Exploitation Route The outcomes of this work has already been shared and is being used by the stakeholder community. As part of the DEFRA funded ART project, in-depth interviews have taken place with 5 farmers in Cumbria. The aim of this was to capture farmer's views on the practicalities and farm business benefits of tree planting to capture ammonia from hen or dairy units, to help stakeholders understand the opportunities and barriers of the practise from the farmer's perspective. As part of the interview exercise, farmers were asked to trial the new web-based decision tool, developed in MUDMAT and provide feedback on its suitability, ease of use and also to comment on the guidance information provided. We will be hearing the results from these interviews in the near future which will help guide the future further development of the web-tool. This task is part of a larger project to test how effective tree shelter belts and woodlands are at capturing ammonia emissions on poultry and dairy farms in Cumbria and to improve information for farmers on how to design a tree shelter belt.

In addition, future meetings in collaboration with key stakeholders are planned where we will present what has been created in MUDMAT. As part of this, we will pursue new funding opportunities to develop and improve the web-based decision tool further so that it can best meet the needs of the stakeholder community.

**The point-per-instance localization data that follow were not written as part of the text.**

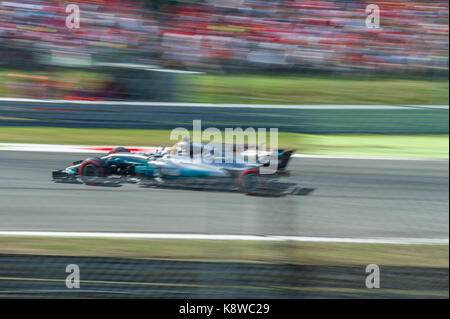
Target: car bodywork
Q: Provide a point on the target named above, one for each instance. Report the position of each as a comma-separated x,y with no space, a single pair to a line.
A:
175,167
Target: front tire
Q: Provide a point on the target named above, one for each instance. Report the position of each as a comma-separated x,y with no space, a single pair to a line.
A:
91,172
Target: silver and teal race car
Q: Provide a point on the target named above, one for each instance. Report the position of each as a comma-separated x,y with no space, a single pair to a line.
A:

Sectors Agriculture, Food and Drink,Environment

Description DEFRA ELMS project ART - Ammonia Reduction by Trees (ECM_58624)
Amount £100,000 (GBP)
Funding ID ECM_58624 
Organisation Department For Environment, Food And Rural Affairs (DEFRA) 
Sector Public
Country United Kingdom
Start 04/2020 
End 03/2021
Title Ammonia reduction calculator ORACLE database 
Description This database contains percent recapture predictions from the coupled model OpenFOAM/MODDAAS. The columns of the database are linked to options that can be chosen in a web-based decision tool (see below). It is an ORACLE database hosted at UKCEH Edinburgh. This database provides the backend to the predictions from OpenFOAM/MODDAAS that can be accessed interactively in the new version of the web-based decision tool created in MUDMAT. 
Type Of Material Database/Collection of data 
Year Produced 2020 
Provided To Others? Yes  
Impact Impacts will be assessed in future years. 
Title Novel coupling of OpenFOAM to MODDAAS for ammonia mitigation by shelter-belt tree canopies predictions. 
Description This is a new coupling of the pre-existing models OpenFOAM and and MODDAAS to enable predictions of ammonia mitigation by shelter-belt tree canopies. 
Type Of Material Computer model/algorithm 
Year Produced 2020 
Provided To Others? No  
Impact The main impact of this new coupling is to provide the predictions available in the new version of the web-based decision tool created in MUDMAT.